影は枝のようなものが伸び、やがて人に似た形を作って実体化する。やはり細長い。
頭と腰、関節が球体で、黒い棒みたいな手足。
お世辞にもできの良い人形とは言えない造形であった。
隣の契約者と似たような背格好でどこか和やかにも映る。
「とりあえず足どめ、ウォーターブレット!」
「了解よ。」
人から水の人形に変化したセウレラが、手の平から水球をいくつも発射した。
早さの乗った攻撃を、鋼の精霊は避けずに体で全て受け止めた。
水球が当たった黒い肌の箇所が、赤く変色しただけで、すぐ元の黒さに戻った。
「錆もしないのか。」
「鉄に手を加えた鋼だもの。人間が作ったことで生まれた精霊は元素より科学の作用が強くなる。適度に時間稼いだら逃げた方がいいわ。」
「四大元素の一角が弱音吐いてんじゃねぇよ。」
「つつつ、次。ぼ、ぼ・・・・僕の、番。」
契約者の男はたどたどしく舌っ足らずな言葉でそういいながら顔には引きつった笑みを貼り付けていた。
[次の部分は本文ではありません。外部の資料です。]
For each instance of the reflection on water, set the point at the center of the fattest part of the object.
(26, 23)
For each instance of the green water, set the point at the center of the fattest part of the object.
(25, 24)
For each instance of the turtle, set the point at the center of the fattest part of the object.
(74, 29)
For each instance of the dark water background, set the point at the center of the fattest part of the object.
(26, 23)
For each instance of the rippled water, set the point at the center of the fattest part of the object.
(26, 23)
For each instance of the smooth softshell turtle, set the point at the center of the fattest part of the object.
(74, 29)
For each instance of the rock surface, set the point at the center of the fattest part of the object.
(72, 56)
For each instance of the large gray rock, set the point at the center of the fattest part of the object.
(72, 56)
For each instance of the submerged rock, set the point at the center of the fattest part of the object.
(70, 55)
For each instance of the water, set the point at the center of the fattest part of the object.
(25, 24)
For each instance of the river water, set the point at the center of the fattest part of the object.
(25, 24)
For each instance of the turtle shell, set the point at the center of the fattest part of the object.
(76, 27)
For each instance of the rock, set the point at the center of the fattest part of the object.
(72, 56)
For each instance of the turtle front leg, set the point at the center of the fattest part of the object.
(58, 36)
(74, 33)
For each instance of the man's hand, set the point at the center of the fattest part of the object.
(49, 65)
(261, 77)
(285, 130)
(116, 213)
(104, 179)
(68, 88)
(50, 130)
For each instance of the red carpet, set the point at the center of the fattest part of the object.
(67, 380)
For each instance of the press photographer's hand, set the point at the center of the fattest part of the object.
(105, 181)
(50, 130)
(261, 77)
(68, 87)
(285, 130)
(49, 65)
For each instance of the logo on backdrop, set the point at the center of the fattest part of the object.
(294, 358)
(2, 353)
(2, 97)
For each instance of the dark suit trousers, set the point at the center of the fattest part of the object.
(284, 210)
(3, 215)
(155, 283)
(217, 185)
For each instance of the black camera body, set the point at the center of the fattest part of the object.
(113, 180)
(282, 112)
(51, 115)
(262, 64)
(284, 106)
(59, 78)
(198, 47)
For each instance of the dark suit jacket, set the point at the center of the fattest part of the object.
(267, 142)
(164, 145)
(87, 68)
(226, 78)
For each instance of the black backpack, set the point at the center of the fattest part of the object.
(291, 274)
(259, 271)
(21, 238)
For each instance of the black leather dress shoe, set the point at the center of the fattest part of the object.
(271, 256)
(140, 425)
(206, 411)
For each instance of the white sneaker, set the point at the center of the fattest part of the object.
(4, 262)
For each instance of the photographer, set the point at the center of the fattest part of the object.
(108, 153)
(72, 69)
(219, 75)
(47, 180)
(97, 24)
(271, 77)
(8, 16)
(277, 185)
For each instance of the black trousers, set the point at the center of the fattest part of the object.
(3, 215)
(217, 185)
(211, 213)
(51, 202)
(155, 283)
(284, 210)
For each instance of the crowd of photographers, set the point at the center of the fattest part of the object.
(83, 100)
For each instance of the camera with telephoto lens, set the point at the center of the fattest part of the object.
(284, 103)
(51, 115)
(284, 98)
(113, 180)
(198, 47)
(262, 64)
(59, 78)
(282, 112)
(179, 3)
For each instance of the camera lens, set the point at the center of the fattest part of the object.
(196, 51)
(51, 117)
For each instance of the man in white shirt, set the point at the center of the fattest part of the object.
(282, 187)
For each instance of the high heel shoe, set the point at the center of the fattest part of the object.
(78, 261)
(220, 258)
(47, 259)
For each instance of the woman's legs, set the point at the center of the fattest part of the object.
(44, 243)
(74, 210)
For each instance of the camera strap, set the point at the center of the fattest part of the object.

横にいた鋼の精霊が左に大きく傾けた気怠そうな姿勢のまま、右腕を真上に上げた。投げやりに。
右手拳に当たる黒丸から、小さな球体が数個投げられた。
セウレラが水の防壁を作って主を守った。
が、黒い球体は水の壁を越えてアルベルの鼻先に迫ってきた。
驚いて身を引くアルベルの体を抱いて横に避ける。
投げつけられた球体は床に落ちると、焼けるジュッという音と泥団子が着弾したベチャという不気味な音を立てて液状となって消えた。
黒い塊が落ちた床は、焼けて茶色く焦げ、中心は溶けて小さく穴が開いていた。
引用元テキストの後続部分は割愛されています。